Sorun kömürlü termik santrallerin filtre takılarak çalıştırılmasıyla çözülebilecek durumda değil, çünkü elektrostatik filtreler ve desülfürizasyon ünitelerinin kömürlü termik santrallerin emisyonlarını azaltması mümkün olmakla birlikte, sıfıra indirmesi mümkün değildir. Oysa ne ülkemizin ne de dünyanın daha fazla ekolojik yıkıma tahammülü vardır. Dünya küresel iklim krizi ile karşı karşıya, ülkemizde her yıl elli binden fazla insanın hava kirliliğine bağlı olarak erken öldüğü tahmin edilirken, Türkiye kömürden, daha doğru bir deyişle fosil yakıtlardan enerji üretimine son verecek bir eylem planı yapmalı ve uygulamalıdır. Politika yapıcılar bu konularda çalışan bilim insanlarının çağrılarına kulak vermeli, seçmenler de politikacıları bu eylem planlarını yapmaya zorlamalıdır.

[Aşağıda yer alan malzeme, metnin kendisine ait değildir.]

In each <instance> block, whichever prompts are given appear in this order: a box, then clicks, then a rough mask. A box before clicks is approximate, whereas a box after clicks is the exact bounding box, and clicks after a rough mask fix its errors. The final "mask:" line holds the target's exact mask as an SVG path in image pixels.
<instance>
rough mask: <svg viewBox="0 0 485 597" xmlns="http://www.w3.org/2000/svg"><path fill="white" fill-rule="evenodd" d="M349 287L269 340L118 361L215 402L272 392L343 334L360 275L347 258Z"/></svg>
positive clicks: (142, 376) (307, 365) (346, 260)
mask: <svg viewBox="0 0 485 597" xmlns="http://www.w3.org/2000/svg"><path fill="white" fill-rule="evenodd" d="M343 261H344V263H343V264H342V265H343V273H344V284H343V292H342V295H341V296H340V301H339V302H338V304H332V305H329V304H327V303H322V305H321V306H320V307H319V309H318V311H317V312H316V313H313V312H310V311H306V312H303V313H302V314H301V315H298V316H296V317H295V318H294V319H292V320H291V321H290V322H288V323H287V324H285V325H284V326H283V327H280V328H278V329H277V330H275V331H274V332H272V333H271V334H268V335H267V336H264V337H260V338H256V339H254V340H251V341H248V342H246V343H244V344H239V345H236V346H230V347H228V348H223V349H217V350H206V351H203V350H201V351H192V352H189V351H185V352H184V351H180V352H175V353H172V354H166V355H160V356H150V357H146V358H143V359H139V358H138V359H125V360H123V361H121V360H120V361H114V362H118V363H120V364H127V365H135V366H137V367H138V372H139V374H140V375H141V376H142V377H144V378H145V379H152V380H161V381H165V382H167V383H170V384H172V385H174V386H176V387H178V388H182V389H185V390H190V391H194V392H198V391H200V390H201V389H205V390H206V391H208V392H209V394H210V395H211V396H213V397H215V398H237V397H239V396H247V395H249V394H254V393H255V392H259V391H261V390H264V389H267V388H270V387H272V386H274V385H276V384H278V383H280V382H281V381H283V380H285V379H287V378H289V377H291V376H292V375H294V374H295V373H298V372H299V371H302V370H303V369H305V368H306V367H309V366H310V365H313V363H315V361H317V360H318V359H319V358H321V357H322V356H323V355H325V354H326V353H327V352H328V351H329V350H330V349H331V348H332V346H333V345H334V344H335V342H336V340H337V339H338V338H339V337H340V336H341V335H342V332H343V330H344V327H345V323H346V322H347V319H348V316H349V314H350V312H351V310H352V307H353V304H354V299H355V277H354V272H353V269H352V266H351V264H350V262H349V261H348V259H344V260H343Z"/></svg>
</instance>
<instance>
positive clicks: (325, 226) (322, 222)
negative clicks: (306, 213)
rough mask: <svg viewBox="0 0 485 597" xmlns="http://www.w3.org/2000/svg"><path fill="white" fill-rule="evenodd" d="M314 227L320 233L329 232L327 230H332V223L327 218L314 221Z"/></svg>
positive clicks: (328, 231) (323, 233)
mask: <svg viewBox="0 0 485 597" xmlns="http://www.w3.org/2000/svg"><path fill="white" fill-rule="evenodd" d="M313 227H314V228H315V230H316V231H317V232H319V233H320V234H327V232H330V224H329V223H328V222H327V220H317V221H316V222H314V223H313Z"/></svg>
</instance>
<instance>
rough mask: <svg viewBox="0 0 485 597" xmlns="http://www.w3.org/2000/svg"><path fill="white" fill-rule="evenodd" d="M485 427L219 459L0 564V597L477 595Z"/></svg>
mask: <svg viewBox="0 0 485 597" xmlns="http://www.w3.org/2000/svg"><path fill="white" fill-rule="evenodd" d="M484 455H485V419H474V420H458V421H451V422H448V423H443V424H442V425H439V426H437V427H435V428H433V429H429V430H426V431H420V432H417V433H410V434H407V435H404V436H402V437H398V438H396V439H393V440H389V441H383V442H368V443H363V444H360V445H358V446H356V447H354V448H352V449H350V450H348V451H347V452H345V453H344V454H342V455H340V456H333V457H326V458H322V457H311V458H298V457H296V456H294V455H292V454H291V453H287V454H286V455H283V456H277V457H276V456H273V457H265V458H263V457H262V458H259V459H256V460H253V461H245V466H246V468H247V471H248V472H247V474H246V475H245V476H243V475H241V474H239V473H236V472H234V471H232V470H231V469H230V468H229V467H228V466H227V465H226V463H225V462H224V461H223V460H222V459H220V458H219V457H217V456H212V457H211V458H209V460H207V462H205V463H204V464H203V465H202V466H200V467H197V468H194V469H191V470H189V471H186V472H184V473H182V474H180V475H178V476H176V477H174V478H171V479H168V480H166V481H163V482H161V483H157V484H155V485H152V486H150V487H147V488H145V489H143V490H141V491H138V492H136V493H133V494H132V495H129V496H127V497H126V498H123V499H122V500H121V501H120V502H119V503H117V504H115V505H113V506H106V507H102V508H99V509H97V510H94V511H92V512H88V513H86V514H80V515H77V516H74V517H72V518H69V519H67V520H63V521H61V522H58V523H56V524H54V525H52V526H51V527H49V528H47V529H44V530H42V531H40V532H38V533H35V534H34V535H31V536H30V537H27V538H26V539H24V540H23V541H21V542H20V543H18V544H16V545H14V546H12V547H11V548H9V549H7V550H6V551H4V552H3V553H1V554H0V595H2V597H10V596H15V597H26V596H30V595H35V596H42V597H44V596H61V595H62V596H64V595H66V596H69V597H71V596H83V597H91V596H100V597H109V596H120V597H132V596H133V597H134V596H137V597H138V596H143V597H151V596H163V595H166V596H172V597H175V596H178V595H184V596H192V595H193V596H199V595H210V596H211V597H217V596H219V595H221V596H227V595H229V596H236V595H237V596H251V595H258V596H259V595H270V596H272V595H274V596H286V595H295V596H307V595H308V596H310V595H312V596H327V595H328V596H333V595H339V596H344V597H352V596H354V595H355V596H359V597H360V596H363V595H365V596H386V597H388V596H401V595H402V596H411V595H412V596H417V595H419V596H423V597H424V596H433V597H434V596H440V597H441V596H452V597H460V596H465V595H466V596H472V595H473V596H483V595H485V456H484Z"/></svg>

Veto kararının gerekçesine ilişkin Cumhurbaşkanlığından yapılan açıklamada, “Ülkemizin enerji ihtiyacının karşılanması zarureti, insan sağlığı ve çevrenin korunması amacının önüne geçmemelidir. Günümüz şartlarında çevre kirliliğine yol açmadan, özellikle hava, su ve toprak kalitesini bozmadan da enerji üretiminin gerçekleştirilmesi mümkündür” ifadelerine de yer verildi. Bu gerekçe ne tür sorumluluklar yüklüyor?
Bu gerekçe enerjinin verimli kullanımından başlayarak, insana ve doğaya en az zararı olan yenilenebilir enerji kaynaklarına yönelmeyi zorunlu kılmaktadır.
KAYNAKLAR
(1) Celik M, Donbak L, Unal F, Yüzbasıoglu D, Aksoy H, Yılmaz S. Cytogenetic damage in workers from a coal-fired power plant. Mutation Research 2007; 627:158–163.
(2) Learn About Carbon Pollution From Power Plants, http://www2.epa.gov/carbon-pollution-standards/learn-about-carbon-pollution-power-plants#powerplants.
(3) HEAL, The Unpaid Health Bill, How coal power plants make us sick, A report from the Health and Environment Alliance, March 2013, p.24-25.